Insulin regulates hSGLT2 expression via PKA and PKC activation

Recent evidence suggest that in the rat proximal tubule SGLT2 (Sodium dependent Glucose Transporter 2) is phosphorylated. To test if human SGLT2 is regulated by posphorylation we analyze the effect of PKA and PKC activation on HEK‐293T cells expressing hSGLT2 using patch clamp and radio tracer uptake. PKA activation was induced by incubation of cells in 8‐bromoadenosine 3′‐5′‐cyclic monophosphate (Br‐cAMP) and sn‐1,2‐dioctanoylglycerol (DOG) was use as activator of PKC. After 1 h incubation in Br‐cAMP we observed a 2.5 fold increase in [ 14 C]α‐MDG uptake confirmed by a similar increase in glucose induced current. Incubation in DOG resulted in a 50 % increase in [ 14 C]α‐MDG uptake and glucose induced current. In both cases increase is caused by an increase in I max and not in the change in glucose affinity. These effects were completely suppressed by mutation of the SGLT2 phosphorylation site (S625A). In order to determine the initial event triggering the phosphorylation, we measured the effect of insulin on [ 14 C]α‐MDG uptake.
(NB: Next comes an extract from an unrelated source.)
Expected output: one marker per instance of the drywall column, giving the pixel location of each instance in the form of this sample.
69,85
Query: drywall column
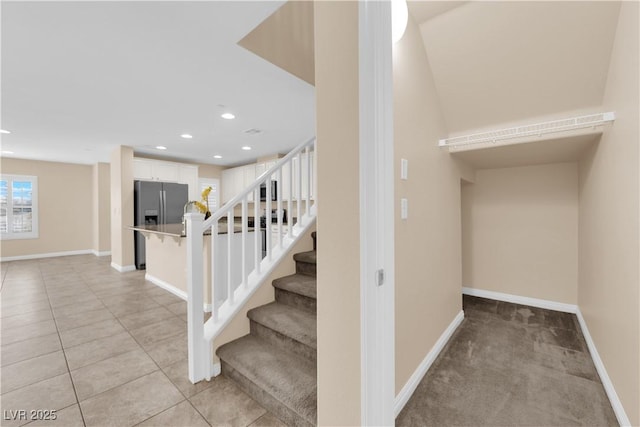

Incubating cells expressing hSGLT2 wt or S625A mutant with 400 pM insulin induced a 3 fold increase in glucose transport in wild type hSGLT2 but not in the mutant. In conclusion our results indicate that insulin via PKA and PKC activation regulates hSGLT2 expression in a fast time scale by an increasing trafficking of hSGLT2 to the plasma membrane. NIH grant DK077133 and SNSF grant PBZHP3‐135919.